One year after Richard Worthington's siege on Alta View Hospital, the hospital's associate adminstrator says his staff is healing.
But, adds Wes Thompson, "After something like that you're never the same."Sunday marks the first anniversary of the standoff, during which Worthington killed nurse Karla Roth and took eight others hostage.
Armed with weapons and a dynamite bomb, Worthington stormed the hospital looking for the doctor who had performed a tubal ligation on his wife, Karen, two years earlier. He claimed the operation had ruined his marriage and he was seeking revenge.
The siege began shortly before midnight on Sept. 20 and lasted about 18 hours. But the aftereffects continue with Worthington in prison, the hospital undergoing changes and some of those affected by the siege still trying to settle their grievances in court.
"I think our employee staff and our medical staffs in the community have done a marvelous job in working together in what I call a `healing environment,' " Thompson said.
"We've done everything possible in the past year to ensure that the patients that were here and that were affected as hostages are as well as can be. We've had a significant number of counseling sessions for hostages and their families and doctors and their families."
Administrators have increased security but have decided against putting the building and staff through a transformation that would make the facility more like a prison than a hospital. "With good taste we've improved our security," beefing up lighting on the outside and "getting the staff involved in advising us where they feel uncomfortable," Thompson said.
An LDS Relief Society has raised funds for a meditation room at the hospital that will be named for Roth, which should be finished in a few months, he said.

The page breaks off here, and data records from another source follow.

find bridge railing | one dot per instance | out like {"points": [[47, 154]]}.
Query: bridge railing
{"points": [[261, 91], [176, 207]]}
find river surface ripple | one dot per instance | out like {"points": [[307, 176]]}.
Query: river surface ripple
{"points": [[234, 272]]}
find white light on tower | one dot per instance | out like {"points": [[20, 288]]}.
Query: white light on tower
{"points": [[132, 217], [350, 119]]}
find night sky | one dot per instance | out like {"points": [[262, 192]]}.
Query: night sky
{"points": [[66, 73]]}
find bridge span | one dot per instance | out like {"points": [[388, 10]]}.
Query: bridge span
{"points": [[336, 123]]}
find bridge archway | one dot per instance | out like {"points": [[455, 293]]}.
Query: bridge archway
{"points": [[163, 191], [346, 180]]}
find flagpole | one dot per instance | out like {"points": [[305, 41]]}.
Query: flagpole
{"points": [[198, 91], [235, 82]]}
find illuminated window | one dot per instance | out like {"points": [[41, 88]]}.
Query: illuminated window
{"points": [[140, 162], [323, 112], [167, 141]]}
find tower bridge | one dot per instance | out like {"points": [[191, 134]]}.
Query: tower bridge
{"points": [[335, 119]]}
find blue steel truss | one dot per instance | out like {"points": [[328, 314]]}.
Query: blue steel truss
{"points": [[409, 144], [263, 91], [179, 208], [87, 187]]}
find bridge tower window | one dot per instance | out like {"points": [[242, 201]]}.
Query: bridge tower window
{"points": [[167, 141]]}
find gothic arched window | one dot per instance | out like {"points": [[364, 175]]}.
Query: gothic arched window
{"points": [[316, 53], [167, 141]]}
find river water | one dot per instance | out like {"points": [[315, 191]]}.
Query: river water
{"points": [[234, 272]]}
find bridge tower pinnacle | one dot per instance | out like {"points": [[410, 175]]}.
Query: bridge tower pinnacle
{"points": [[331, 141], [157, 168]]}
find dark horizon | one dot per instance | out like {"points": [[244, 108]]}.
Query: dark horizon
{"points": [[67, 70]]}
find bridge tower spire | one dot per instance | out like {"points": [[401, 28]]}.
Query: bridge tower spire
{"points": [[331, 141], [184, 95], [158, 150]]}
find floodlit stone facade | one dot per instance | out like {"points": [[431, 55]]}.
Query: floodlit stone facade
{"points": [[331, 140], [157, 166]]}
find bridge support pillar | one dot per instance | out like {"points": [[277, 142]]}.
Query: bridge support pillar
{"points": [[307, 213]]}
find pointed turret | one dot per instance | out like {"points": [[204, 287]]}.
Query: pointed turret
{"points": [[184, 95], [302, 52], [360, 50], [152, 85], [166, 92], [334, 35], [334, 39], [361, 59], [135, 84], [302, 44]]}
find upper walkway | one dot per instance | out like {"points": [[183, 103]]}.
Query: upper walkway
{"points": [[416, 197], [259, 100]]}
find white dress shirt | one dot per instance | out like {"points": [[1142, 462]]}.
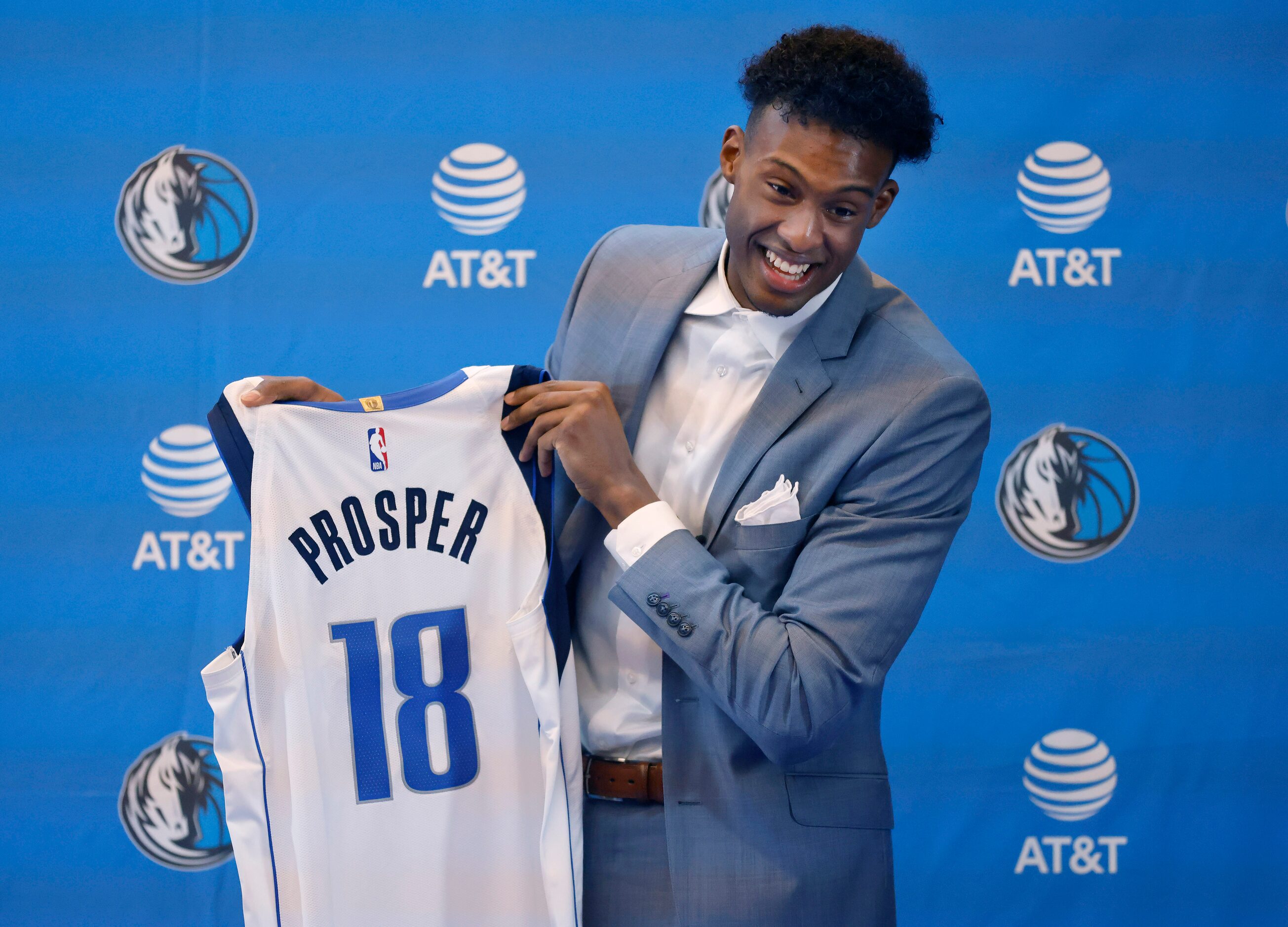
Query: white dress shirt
{"points": [[714, 367]]}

As far as the anniversary of the siege goes, the hospital plans to let it pass quietly.
Nurse Margie Wyler was one of Worthington's hostages. Talking about the experience has been therapeutic for her, and Intermountain Health Care, Alta View's owner, has been very supportive.
But the anniversary has been hard for some. "It's amazing how much it upset people (on the hospital staff) who weren't even there."

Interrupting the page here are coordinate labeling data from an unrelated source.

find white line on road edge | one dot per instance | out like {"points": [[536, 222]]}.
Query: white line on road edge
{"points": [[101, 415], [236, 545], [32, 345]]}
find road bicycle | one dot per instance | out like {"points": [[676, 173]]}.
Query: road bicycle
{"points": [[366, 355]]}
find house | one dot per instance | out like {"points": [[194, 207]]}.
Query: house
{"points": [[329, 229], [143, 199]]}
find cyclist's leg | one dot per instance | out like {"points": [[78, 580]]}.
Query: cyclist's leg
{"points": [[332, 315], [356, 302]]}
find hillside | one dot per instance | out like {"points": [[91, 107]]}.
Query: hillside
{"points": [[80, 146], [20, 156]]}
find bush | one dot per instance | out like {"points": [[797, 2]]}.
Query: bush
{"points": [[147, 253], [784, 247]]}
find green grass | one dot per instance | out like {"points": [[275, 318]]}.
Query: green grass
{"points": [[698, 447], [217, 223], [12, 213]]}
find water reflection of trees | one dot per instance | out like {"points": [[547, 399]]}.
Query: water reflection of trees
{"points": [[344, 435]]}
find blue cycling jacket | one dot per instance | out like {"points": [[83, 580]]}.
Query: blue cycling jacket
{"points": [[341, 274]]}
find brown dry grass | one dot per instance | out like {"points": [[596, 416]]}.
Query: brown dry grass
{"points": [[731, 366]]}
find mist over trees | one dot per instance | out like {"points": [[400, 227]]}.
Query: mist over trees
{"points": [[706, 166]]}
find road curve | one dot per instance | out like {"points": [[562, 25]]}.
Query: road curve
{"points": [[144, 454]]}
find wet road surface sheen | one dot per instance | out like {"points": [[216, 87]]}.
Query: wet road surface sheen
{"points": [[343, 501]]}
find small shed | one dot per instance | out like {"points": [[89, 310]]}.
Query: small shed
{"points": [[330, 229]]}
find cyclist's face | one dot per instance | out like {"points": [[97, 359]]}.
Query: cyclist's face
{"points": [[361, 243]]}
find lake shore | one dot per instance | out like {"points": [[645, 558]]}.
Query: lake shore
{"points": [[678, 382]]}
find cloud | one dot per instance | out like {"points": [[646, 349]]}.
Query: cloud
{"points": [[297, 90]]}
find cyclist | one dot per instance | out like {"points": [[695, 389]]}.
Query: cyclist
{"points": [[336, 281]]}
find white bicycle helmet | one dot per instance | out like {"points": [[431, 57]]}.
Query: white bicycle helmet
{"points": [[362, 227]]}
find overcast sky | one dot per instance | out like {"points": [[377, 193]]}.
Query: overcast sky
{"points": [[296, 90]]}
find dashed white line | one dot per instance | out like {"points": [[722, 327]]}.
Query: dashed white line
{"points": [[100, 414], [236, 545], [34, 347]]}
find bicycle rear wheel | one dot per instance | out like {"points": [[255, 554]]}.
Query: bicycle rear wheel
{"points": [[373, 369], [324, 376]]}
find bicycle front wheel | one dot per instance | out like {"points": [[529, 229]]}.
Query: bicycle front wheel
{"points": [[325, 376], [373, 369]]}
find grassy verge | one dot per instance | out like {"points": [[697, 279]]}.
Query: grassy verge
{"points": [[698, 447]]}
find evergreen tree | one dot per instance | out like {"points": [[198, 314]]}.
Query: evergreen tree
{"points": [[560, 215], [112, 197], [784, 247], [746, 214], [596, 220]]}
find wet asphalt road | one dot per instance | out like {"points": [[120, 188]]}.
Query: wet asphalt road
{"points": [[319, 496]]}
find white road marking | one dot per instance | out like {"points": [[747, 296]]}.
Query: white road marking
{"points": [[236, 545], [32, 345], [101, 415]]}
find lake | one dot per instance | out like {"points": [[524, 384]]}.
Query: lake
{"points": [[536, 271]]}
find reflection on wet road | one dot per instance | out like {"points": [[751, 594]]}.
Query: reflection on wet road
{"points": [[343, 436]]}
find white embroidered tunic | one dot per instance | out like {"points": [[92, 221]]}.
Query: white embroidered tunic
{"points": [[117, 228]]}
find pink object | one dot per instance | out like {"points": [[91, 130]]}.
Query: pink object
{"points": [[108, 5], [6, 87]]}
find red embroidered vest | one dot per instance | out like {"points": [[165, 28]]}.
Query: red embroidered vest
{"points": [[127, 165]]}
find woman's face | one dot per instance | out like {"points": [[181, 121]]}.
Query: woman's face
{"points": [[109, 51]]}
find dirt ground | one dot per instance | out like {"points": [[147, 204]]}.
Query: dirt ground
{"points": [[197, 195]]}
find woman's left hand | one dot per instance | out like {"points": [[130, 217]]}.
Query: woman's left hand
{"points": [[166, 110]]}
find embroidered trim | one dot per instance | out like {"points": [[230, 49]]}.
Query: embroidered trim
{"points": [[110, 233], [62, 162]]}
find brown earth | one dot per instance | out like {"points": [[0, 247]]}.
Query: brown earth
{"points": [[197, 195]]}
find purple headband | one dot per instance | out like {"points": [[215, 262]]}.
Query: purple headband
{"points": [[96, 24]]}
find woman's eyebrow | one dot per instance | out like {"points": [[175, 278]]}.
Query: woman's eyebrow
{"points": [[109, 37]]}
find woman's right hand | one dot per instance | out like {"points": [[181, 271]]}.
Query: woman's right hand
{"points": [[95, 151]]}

Talk after the siege included references to the "Stockholm Syndrome," which occurs when hos-tages began to empathize with their captors, sometimes to the point that they interfere with rescue efforts.
Wyler said she went to Worthington's preliminary hearing but did not realize she was experiencing Stockholm syndrome effects until Worthington was sentenced. "I realized it then. I didn't go but I was pleased with the sentencing.
"I chose not to be angry at Worthington or his wife. I realized that I didn't have to judge either one of them," she said.
Worthington will serve at least 35 years in prison.
Roth was killed in the opening moments of the siege when she and Worthington struggled with the shotgun he was carrying. Attorneys disagree about the specifics of the struggle, and a wrongful death lawsuit Roth's husband brought against Worthington and his wife, who divorced him shortly after the siege and is now Karen Brown, appears headed for trial in 3rd District Court.
The suit lays claim to a $100,000 Allstate homeowners policy that covered both Worthingtons at the time of the siege.
Allstate has covered Brown's legal costs so far but has also filed suit, in Federal District Court, contending that the policy does not cover damages that arise from criminal acts.
Two other lawsuits emerged from the siege. One, brought by Jae Lowder, a patient at the hospital who believed Worthington had shot her baby when he took hostages in the hospital nursery, has been dismissed, according to a court clerk.
The other, brought by patient Nancy Ravera, claims Ravera experienced psychological harm when she heard Worthington threaten to go from room to room shooting every mother and child as she hid in a hospital room's bathroom with her 1-day-old son.
Judge Leslie A. Lewis recently rejected the defense's motion for summary judgment, leaving the suit on the road to a trial.
Worthington's tenure in custody has included three suicide attempts and an attempt to rescind his guilty plea.
Karen Worthington filed for divorce less than one month after the siege and remarried May 22.
A television drama retelling the event titled "Deliver Them From Evil: The Taking of Alta View" aired April 28.
Susan Woolley, a registered nurse who saw Worthington shoot Roth and was one of his hostages throughout the siege, remains on disability and is the only hospital employee involved who has not returned to work, Thompson said.
In a March interview, Woolley said she may never go back to work at the hospital out of fear she would not be able to respond appropriately in another life-threatening situation. "I can't subject a patient - or victimize a patient - with my insecurities."
Woolley participated in the production of the CBS television film, but Wyler did not. Wyler has agreed to work with a version of the siege planned by NBC.
Being involved in the production of the CBS movie was good therapy for some of the people involved, Wyler said. But the drama ended with one of the hostages shouting angrily at police.
Wyler said she hopes the NBC version shows more of the relief that came with the end of the siege as well as showing the human side to the drama: the Worthingtons' lives before he went to the hospital.
*****
(Additional information)
Transferred
Richard Worthington has been transferred to a New Mexico prison to serve his 35-year sentence.
Utah Corrections spokesman Dave Franchina said Worthington was transferred out of compassion because he was anxious about his notoriety in Utah, the Associated Press reported.